横肋波纹板-方钢管(CPST)约束混凝土柱是由横肋波纹板与四角钢管焊接而成,并在腔内浇注混凝土形成的横肋波纹板约束核心混凝土、方钢管与混凝土共同承担轴向荷载构件。为了研究横肋波纹板-方钢管约束混凝土短柱的轴压性能,开展了3根横肋波纹板-方钢管约束混凝土短柱轴心受压试验。由于横肋波纹板具有较高的侧向刚度,核心混凝土能够得到较好的约束,但波纹板基本不承担轴向荷载,试件最终的破坏形式依次为方钢管局部屈曲、横肋波纹板向外鼓曲、方钢管内混凝土及核心混凝土均被压碎。在此基础上,利用ABAQUS分析了6类关键参数:混凝土的强度、正方形钢管/横肋波纹板的壁厚和抗压强度、钢管的截面尺寸。研究结果表明:如果提高混凝土强度,则抗压承载力提高,而延性降低;方钢管的厚度增加对柱的承载力和延性均有提升;方钢管的强度变高,承载力也随之提高;如果增加横肋波纹板的厚度,则承载力、延性都提高;横肋波纹板强度的变化对承载力影响不大,对延性有所提升;随着方钢管外截面尺寸变大,承载力呈现出提高的趋势。最后,基于Mander等提出的约束混凝土抗压承载力计算公式,通过引入综合影响变量,提出了计算横肋波纹板-方钢管约束混凝土短柱抗压强度的公式,期望为工程实践提供指引。

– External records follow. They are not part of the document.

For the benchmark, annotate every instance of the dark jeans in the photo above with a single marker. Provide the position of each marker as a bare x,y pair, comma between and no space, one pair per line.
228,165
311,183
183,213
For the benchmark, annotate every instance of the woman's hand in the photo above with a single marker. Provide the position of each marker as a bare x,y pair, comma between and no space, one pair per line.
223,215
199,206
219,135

Mechanical Properties of Horizontal Corrugated Plate-square Steel Tube Confined Concrete Stub Columns

A corrugated plate-square steel tube (CPST) confined concrete column is a corrugated plate confined concrete, steel tube, and concrete load-bearing member comprising corrugated plates and square steel tubes at four corners welded together. Three short CPST columns were subjected to axial pressure to examine their compaction capacity. The core concrete could be constrained satisfactorily, owing to the high lateral stiffness of the corrugated plate, but the corrugated plate did not bear the axial load. The final form of failure was the local buckling of the steel tube and the outer surface of the corrugated plate; however, the concrete inside the steel tube and the core concrete were crushed. ABAQUS was used to analyze six critical parameters:the concrete strength, thickness of the square steel tube and cross rib corrugated plate, compressive strengths of the square steel tube and cross rib corrugated plate, and section size of the steel tube. The results show that if the concrete strength increases, the load-bearing capacity increases, but the ductility decreases. An increase in the thickness of the steel pipe improves the load-bearing capacity and ductility. The stronger the steel tube, the higher the capacity. The addition of a corrugated plate with side ribs improves the load and ductility. A corrugated board with side ribs has no significant effect on the load-bearing capacity, but it improves ductility. With the addition of the steel pipe section, the load-bearing capacity improves. Finally, an equation for calculating the axial-load force of short CPST columns was derived using the Mander et al. formula for calculating the compression strength of concrete and a compound impact variable. The proposed equation is valuable in practice.